McDonald had left two messages on my machine. I'd call him from the office. I showered, put on fresh clothes, brewed myself some strong Cuban coffee, and went back to work. I stopped at La Estrella on the way. The same waitress studied me suspiciously.

“I said I'd be back,” I chirped brightly.

She said nothing, solemnly taking my order of more Cuban coffee to go; an Elena Ruiz, a turkey sandwich with cream cheese and raspberry jam; guava and meat
pastelitos
; and a double order of
maquiritas
. I needed energy. Hell might break loose at any moment. Time was running out for the killer. Nobody can run forever. Soon she would be cornered, caught or killed. I hoped it would be before lack of sleep overtook me. Chewing would keep me awake. I added a side of ham
croquetas
to my take-out order, paid the check, and stepped out onto the steamy sidewalk. The downpour had failed to cool the city. The temperature was an enervating 97 degrees and still climbing.

 

“Hell of a story this morning, Britt.” Ryan watched me place the food containers atop the two-drawer file cabinet beside my desk and sniffed appreciatively. “You brought lunch for everybody?”

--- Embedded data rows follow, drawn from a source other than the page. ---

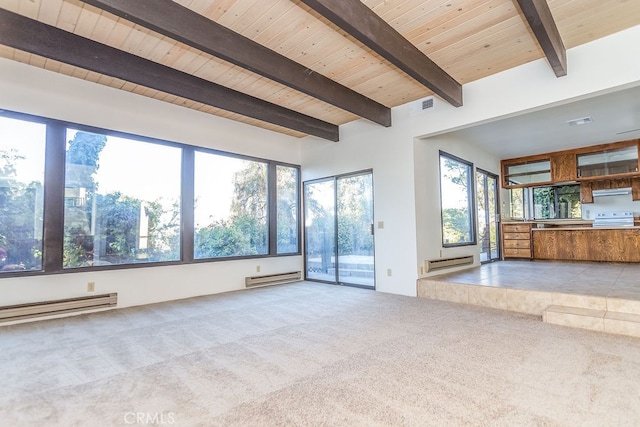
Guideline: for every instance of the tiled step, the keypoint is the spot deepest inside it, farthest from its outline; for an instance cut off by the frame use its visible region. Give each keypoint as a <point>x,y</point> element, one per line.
<point>595,320</point>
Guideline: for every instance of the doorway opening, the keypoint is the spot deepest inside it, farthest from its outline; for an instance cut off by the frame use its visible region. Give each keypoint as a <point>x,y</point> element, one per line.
<point>488,216</point>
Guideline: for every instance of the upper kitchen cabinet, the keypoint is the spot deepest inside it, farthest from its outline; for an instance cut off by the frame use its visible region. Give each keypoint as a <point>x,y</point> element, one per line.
<point>563,167</point>
<point>607,162</point>
<point>526,173</point>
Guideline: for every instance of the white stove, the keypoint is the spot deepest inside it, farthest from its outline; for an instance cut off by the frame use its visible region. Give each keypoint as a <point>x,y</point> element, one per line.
<point>614,219</point>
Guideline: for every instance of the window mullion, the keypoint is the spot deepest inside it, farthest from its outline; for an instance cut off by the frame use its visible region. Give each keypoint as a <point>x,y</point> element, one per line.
<point>53,233</point>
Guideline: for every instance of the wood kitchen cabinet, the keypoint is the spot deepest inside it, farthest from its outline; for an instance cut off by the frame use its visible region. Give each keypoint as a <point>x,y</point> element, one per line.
<point>587,244</point>
<point>516,240</point>
<point>596,163</point>
<point>563,167</point>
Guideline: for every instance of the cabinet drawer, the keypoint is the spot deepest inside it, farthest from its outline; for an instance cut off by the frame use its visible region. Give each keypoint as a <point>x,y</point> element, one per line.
<point>517,236</point>
<point>517,244</point>
<point>517,253</point>
<point>516,228</point>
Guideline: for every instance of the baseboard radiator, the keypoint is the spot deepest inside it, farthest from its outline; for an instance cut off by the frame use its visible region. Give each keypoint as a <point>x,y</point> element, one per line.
<point>47,308</point>
<point>272,279</point>
<point>442,263</point>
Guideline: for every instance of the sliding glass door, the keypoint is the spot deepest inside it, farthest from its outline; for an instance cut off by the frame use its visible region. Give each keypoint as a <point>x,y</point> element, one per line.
<point>339,244</point>
<point>488,226</point>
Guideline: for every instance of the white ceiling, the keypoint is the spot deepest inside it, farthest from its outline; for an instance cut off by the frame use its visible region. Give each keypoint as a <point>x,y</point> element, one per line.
<point>615,117</point>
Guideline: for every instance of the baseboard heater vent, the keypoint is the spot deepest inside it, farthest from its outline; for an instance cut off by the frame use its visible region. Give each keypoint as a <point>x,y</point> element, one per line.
<point>46,308</point>
<point>439,264</point>
<point>272,279</point>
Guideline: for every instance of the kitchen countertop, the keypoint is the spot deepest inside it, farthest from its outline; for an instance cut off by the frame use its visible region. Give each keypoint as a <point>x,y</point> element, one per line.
<point>635,227</point>
<point>551,221</point>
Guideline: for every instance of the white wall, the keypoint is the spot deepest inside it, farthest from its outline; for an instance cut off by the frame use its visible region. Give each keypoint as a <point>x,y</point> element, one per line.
<point>40,92</point>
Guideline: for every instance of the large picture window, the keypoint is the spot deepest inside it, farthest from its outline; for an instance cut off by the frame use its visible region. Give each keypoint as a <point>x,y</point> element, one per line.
<point>230,206</point>
<point>74,197</point>
<point>456,196</point>
<point>22,154</point>
<point>122,201</point>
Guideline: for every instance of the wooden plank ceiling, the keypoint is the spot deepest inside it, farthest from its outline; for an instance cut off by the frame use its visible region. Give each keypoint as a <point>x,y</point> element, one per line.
<point>465,40</point>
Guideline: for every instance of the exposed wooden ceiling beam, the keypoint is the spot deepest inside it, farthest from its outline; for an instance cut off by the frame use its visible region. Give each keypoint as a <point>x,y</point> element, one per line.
<point>180,23</point>
<point>32,36</point>
<point>357,19</point>
<point>544,27</point>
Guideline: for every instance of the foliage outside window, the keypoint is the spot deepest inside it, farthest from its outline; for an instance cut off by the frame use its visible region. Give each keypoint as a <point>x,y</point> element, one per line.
<point>114,201</point>
<point>22,153</point>
<point>456,196</point>
<point>122,201</point>
<point>355,209</point>
<point>557,202</point>
<point>230,207</point>
<point>549,202</point>
<point>287,209</point>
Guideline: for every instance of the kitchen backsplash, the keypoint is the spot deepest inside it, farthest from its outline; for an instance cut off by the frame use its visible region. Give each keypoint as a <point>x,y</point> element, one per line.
<point>610,203</point>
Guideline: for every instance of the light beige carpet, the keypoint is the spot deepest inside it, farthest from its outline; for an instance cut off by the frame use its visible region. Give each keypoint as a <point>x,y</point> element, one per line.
<point>310,354</point>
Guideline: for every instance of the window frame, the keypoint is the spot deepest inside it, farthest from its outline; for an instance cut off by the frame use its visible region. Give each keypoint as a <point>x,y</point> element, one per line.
<point>471,205</point>
<point>53,228</point>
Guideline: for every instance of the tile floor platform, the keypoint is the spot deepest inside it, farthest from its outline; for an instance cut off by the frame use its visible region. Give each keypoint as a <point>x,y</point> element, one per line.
<point>597,296</point>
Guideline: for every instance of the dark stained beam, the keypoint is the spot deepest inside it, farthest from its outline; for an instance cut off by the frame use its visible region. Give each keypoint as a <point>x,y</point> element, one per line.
<point>544,27</point>
<point>179,23</point>
<point>26,34</point>
<point>357,19</point>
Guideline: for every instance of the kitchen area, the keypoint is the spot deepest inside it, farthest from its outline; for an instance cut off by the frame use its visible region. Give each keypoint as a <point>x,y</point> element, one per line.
<point>573,205</point>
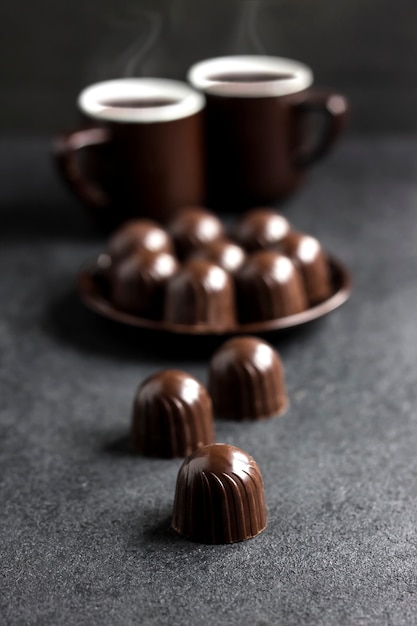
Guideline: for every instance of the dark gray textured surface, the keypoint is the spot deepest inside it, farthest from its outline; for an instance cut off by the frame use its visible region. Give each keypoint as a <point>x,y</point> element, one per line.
<point>84,533</point>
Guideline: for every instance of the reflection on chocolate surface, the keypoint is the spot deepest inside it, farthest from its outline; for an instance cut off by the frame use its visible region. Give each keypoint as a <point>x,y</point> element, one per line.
<point>172,415</point>
<point>268,287</point>
<point>137,282</point>
<point>225,253</point>
<point>261,228</point>
<point>200,293</point>
<point>246,380</point>
<point>138,235</point>
<point>308,255</point>
<point>194,227</point>
<point>219,496</point>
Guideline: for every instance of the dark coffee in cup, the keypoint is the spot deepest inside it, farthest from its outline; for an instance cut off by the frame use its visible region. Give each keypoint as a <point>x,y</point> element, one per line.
<point>143,143</point>
<point>248,77</point>
<point>259,111</point>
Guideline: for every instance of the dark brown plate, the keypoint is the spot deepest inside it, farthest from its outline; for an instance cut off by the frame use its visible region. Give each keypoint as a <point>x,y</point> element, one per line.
<point>93,297</point>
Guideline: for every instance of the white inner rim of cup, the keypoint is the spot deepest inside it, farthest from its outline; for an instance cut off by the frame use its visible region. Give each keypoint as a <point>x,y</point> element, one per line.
<point>207,76</point>
<point>100,100</point>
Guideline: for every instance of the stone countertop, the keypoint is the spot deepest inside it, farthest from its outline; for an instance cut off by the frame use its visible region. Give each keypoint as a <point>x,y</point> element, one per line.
<point>85,535</point>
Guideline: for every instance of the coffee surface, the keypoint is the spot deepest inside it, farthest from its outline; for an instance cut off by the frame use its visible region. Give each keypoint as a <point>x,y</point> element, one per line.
<point>249,77</point>
<point>138,103</point>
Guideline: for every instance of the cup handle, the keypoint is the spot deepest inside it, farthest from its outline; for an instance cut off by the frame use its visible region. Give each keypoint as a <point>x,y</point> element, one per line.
<point>334,108</point>
<point>65,149</point>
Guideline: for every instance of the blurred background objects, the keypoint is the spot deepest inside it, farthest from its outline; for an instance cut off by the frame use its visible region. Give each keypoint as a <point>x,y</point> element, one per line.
<point>51,51</point>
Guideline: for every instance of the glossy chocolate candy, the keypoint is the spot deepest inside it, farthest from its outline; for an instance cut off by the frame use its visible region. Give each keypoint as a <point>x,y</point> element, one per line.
<point>219,496</point>
<point>172,415</point>
<point>137,282</point>
<point>308,256</point>
<point>261,229</point>
<point>246,380</point>
<point>138,235</point>
<point>200,293</point>
<point>229,255</point>
<point>269,286</point>
<point>192,228</point>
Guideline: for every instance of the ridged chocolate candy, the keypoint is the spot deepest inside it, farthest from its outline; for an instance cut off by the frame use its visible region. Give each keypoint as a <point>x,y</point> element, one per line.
<point>200,293</point>
<point>137,282</point>
<point>194,227</point>
<point>172,415</point>
<point>138,235</point>
<point>308,255</point>
<point>246,380</point>
<point>225,253</point>
<point>269,287</point>
<point>261,229</point>
<point>219,496</point>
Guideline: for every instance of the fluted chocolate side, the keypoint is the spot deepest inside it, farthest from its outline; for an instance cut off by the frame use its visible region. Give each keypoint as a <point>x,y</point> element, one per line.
<point>200,293</point>
<point>224,253</point>
<point>308,256</point>
<point>172,415</point>
<point>269,286</point>
<point>219,496</point>
<point>247,381</point>
<point>137,282</point>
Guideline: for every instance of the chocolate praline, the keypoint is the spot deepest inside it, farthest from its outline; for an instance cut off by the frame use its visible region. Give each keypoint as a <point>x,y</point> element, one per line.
<point>138,235</point>
<point>269,286</point>
<point>225,253</point>
<point>307,254</point>
<point>172,415</point>
<point>246,380</point>
<point>192,228</point>
<point>137,282</point>
<point>261,228</point>
<point>219,496</point>
<point>200,293</point>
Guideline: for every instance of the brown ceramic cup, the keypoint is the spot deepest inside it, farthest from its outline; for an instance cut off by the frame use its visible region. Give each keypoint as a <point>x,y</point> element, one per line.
<point>139,151</point>
<point>264,126</point>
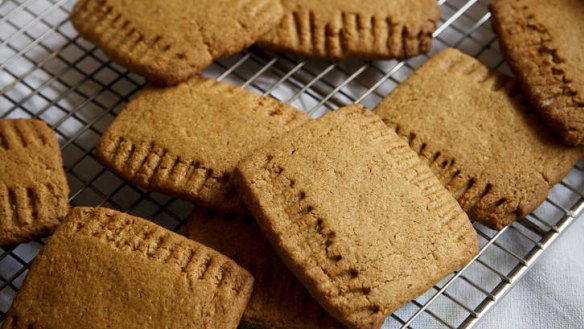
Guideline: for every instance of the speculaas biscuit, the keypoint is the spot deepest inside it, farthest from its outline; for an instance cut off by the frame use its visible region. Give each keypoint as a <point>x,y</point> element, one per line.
<point>542,42</point>
<point>355,214</point>
<point>279,300</point>
<point>473,127</point>
<point>168,41</point>
<point>187,139</point>
<point>106,269</point>
<point>341,29</point>
<point>34,193</point>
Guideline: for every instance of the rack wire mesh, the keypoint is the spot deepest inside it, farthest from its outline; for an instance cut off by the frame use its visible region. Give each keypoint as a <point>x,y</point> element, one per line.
<point>47,71</point>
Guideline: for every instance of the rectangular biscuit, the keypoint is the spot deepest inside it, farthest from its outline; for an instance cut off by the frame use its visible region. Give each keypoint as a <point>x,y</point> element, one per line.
<point>279,300</point>
<point>186,140</point>
<point>169,41</point>
<point>542,43</point>
<point>473,127</point>
<point>355,215</point>
<point>106,269</point>
<point>342,29</point>
<point>34,193</point>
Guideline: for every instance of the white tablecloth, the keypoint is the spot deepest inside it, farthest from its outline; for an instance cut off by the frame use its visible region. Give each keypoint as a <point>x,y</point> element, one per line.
<point>551,294</point>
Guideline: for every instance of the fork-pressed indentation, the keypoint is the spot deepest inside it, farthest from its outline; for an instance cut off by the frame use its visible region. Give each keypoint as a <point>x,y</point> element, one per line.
<point>121,232</point>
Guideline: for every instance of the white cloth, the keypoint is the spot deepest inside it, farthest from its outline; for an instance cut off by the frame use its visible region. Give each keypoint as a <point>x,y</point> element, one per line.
<point>551,294</point>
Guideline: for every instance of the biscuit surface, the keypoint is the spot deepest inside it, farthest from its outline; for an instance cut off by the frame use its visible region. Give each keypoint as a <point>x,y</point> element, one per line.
<point>364,29</point>
<point>33,187</point>
<point>355,215</point>
<point>168,41</point>
<point>542,42</point>
<point>104,269</point>
<point>185,140</point>
<point>485,144</point>
<point>279,300</point>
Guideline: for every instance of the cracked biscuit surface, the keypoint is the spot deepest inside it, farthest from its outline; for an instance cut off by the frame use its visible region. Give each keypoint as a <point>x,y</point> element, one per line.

“Touch any of this and I'll chew off your fingers,” I warned, brushing aside messages from Althea. Not now, I thought. Doesn't the woman know I'm busy? Doesn't she read the newspaper?

Fred Douglas, the news editor, paused at my desk. “Nice work, Britt. How the hell did ya manage to get the
jump on everybody? One of your police sources call you?”

“I was hungry,” I said. “Long story…”

“Well, we beat 'em bad.” He rubbed his hands together briskly. “But that was yesterday. Keep it up. We want to stay ahead of the pack.”

I nibbled my sandwich with scant appetite. The story was what I hungered for. For the early edition, delivered to racks and convenience stores by 7
P.M.
, I focused on the widow's comments, the massive manhunt, and the growing reward. Funeral arrangements went into a sidebar with eulogies for Sonny and expressions of shock from politicians all over the state.

The task-force detectives had hit town to work with the locals, but I couldn't find them. I did find the Jolly Roger desk clerk, whisked away by the police that morning. Henry Mead was back on the job.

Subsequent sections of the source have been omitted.